She was not happy, but contented. Her character lent itself to gratitude. She did not feel the tedium of wealth; on the contrary, she often took an almost childish pleasure in it. But no one could guess that, for her bearing was always full of dignity and repose. People suspected that there was something questionable about her origin, but as no one could answer questions they left off asking them. One has so much else to think of in Paris.
She had forgotten her past. She had forgotten it just as we have forgotten the roses, the ribbons, and faded letters of our youth—because we never think about them. They lie locked up in a drawer which we never open. And yet, if we happen now and again to east a glance into this secret drawer, we at once notice if a single one of the roses, or the least bit of ribbon, is wanting. For we remember them all to a nicety; the memories are as fresh as ever—as sweet as ever, and as bitter.
It was thus she had forgotten her past—locked it up and thrown away the key.
But at night she sometimes dreamed frightful things. She could once more feel the old witch with whom she lived shaking her by the shoulder, and driving her out in the cold mornings to work at her artificial flowers.

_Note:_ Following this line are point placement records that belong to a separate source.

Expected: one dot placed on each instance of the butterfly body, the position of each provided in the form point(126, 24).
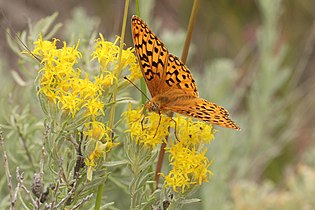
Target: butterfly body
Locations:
point(170, 82)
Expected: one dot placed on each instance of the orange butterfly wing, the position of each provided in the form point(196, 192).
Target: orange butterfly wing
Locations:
point(161, 70)
point(170, 82)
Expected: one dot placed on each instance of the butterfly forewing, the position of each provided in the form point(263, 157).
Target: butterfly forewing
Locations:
point(177, 75)
point(170, 82)
point(152, 55)
point(162, 71)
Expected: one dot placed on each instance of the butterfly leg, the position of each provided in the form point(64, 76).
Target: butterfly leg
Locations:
point(175, 129)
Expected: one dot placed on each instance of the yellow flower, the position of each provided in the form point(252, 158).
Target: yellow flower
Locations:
point(107, 53)
point(189, 164)
point(97, 130)
point(149, 130)
point(189, 167)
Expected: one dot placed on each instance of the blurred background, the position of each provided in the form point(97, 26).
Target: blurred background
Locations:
point(256, 58)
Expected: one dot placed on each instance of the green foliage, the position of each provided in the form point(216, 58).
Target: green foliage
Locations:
point(261, 93)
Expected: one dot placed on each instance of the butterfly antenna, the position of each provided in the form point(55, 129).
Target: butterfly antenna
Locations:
point(137, 88)
point(16, 37)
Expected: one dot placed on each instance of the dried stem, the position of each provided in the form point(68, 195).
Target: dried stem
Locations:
point(184, 58)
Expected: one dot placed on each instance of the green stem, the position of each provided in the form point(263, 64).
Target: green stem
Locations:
point(192, 21)
point(191, 24)
point(117, 73)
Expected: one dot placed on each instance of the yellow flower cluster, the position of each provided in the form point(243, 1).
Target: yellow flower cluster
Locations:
point(149, 130)
point(73, 91)
point(107, 55)
point(187, 153)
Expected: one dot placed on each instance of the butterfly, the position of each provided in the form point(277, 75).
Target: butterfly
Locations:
point(170, 83)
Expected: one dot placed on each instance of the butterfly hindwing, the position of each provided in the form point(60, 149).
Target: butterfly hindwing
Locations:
point(207, 111)
point(170, 82)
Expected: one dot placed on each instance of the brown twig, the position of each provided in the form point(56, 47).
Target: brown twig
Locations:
point(191, 24)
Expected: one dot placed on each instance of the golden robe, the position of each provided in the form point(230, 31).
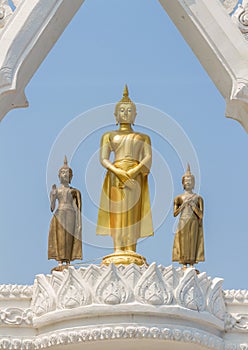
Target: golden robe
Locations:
point(188, 245)
point(125, 210)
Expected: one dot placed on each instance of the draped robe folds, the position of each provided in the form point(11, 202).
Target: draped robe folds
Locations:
point(188, 245)
point(125, 211)
point(65, 233)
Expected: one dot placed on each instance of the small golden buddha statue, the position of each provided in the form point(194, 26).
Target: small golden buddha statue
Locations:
point(188, 246)
point(65, 234)
point(124, 211)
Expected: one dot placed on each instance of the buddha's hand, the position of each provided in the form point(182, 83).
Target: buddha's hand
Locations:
point(54, 190)
point(122, 175)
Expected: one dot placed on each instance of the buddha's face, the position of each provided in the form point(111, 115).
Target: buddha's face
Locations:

Then she would jump up in her bed, and stare out into the darkness in the most deadly fear. But presently she would touch the silk coverlet and the soft pillows; her fingers would follow the rich carvings of her luxurious bed; and while sleepy little child-angels slowly drew aside the heavy dream-curtain, she tasted in deep draughts the peculiar, indescribable well-being we feel when we discover that an evil and horrible dream was a dream and nothing more.
•••••••••
Leaning back among the soft cushions, she drove to the great ball at the Russian ambassador's. The nearer they got to their destination the slower became the pace, until the carriage reached the regular queue, where it dragged on at a foot-pace.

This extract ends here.